TFX strangle positions are structurally neutral / high-volatility (long premium, OTM); the modeled P&L assumes European-style exercise at expiration and ignores early assignment, transaction costs, dividends paid before expiry on the stock leg (when present), and the bid-ask spread on the listed chain. TFX positions also carry Healthcare sector concentration risk; news flow inside the sector (peer earnings, regulatory shifts, supply-chain headlines) can move TFX alongside the broader basket even when TFX-specific fundamentals are unchanged. Always rebuild the position from current TFX chain quotes before placing a trade.
Frequently asked questions
- What is a strangle on TFX?
- A strangle on TFX is the strangle strategy applied to TFX (stock). The strategy is structurally neutral / high-volatility (long premium, OTM): A long strangle buys an OTM call and an OTM put at offset strikes, cheaper than a straddle but requiring a larger underlying move to profit since both wings start out-of-the-money. With TFX stock trading near $130.37, the strikes shown on this page are snapped to the nearest listed TFX chain strike and the premiums come straight from the end-of-day bid/ask midpoint.
- How are TFX strangle max profit and max loss calculated?
- Upside max profit is unbounded; downside max profit is bounded at the put strike minus the combined debit (reached at zero). Max loss equals the combined debit times 100 (reached anywhere between the two OTM strikes). Two breakevens at call-strike plus debit and put-strike minus debit. For the TFX strangle priced from the end-of-day chain at a 30-day expiry (ATM IV 38.10%), the computed maximum profit is unbounded per contract and the computed maximum loss is -$770.00 per contract. Live intraday quotes will differ as the chain moves through the trading session.

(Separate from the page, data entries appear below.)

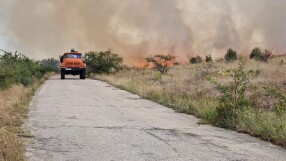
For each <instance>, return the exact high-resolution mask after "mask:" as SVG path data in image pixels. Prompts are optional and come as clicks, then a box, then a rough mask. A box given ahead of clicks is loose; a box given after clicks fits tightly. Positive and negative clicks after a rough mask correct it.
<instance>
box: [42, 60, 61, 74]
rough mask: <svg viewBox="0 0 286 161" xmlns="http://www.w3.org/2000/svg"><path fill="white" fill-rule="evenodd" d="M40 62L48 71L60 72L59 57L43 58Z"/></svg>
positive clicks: (47, 70)
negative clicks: (44, 58) (47, 58)
mask: <svg viewBox="0 0 286 161" xmlns="http://www.w3.org/2000/svg"><path fill="white" fill-rule="evenodd" d="M40 64H41V66H42V68H44V70H46V71H53V72H59V66H60V61H59V60H58V59H55V58H49V59H43V60H41V61H40Z"/></svg>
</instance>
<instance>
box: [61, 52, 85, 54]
mask: <svg viewBox="0 0 286 161" xmlns="http://www.w3.org/2000/svg"><path fill="white" fill-rule="evenodd" d="M64 54H82V53H80V52H68V53H64Z"/></svg>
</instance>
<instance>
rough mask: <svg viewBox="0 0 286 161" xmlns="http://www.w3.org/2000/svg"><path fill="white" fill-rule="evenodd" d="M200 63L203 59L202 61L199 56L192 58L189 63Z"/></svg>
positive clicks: (202, 61)
mask: <svg viewBox="0 0 286 161" xmlns="http://www.w3.org/2000/svg"><path fill="white" fill-rule="evenodd" d="M202 62H203V59H202V57H201V56H199V55H197V56H196V57H192V58H191V59H190V63H191V64H200V63H202Z"/></svg>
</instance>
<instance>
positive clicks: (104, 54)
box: [84, 50, 123, 74]
mask: <svg viewBox="0 0 286 161" xmlns="http://www.w3.org/2000/svg"><path fill="white" fill-rule="evenodd" d="M84 58H85V61H86V64H87V71H88V72H89V73H94V74H96V73H97V74H102V73H112V72H117V71H118V70H120V69H122V63H123V58H122V57H121V56H119V55H118V54H115V53H113V52H112V50H107V51H100V52H96V51H91V52H88V53H85V55H84Z"/></svg>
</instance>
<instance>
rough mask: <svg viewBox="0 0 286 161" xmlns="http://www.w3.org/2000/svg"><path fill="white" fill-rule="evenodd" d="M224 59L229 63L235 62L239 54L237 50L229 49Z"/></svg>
mask: <svg viewBox="0 0 286 161" xmlns="http://www.w3.org/2000/svg"><path fill="white" fill-rule="evenodd" d="M224 58H225V60H226V61H227V62H232V61H235V60H237V52H236V51H235V50H233V49H231V48H229V49H228V50H227V53H226V54H225V56H224Z"/></svg>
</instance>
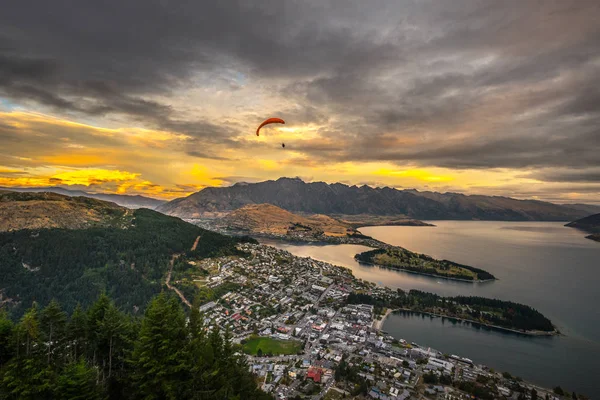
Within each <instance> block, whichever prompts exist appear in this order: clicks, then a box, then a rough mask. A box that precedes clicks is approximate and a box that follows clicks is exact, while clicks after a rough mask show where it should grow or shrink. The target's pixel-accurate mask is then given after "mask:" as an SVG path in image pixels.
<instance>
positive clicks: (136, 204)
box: [0, 186, 166, 209]
mask: <svg viewBox="0 0 600 400" xmlns="http://www.w3.org/2000/svg"><path fill="white" fill-rule="evenodd" d="M0 190H6V191H11V192H34V193H38V192H51V193H58V194H62V195H65V196H71V197H77V196H82V197H89V198H92V199H98V200H104V201H112V202H113V203H116V204H118V205H120V206H123V207H127V208H150V209H154V208H156V207H158V206H159V205H161V204H164V203H166V202H165V201H164V200H158V199H154V198H151V197H145V196H140V195H125V194H110V193H89V192H84V191H83V190H69V189H63V188H61V187H56V186H50V187H9V188H8V187H6V188H2V187H0Z"/></svg>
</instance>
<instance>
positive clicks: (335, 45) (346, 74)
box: [0, 2, 600, 204]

- What is the breakeven for a TFX strangle?
- The breakeven for the TFX strangle priced on this page is roughly $117.30 and $142.70 at expiration, derived from end-of-day chain premiums. Breakeven is the underlying price at which the strategy's P&L crosses zero ignoring transaction costs and assignment risk. The current TFX market-implied 1-standard-deviation expected move is approximately 10.92%; if the move sits well outside the breakeven distance, the structure's risk-reward becomes correspondingly tighter.
- When should you consider a strangle on TFX?
- Strangles on TFX are the cheaper cousin of the straddle - traders use them when they want a large directional move but are willing to give up the inner-strike sensitivity in exchange for a lower up-front debit on the TFX chain.
- How does current TFX implied volatility affect this strangle?
- TFX ATM IV is at 38.10% with IV rank near 4.41%, which is on the low end of its 1-year range. Premium-buying structures (long call, long put, debit spreads) are relatively cheap in this regime; premium-selling structures collect less credit per unit risk.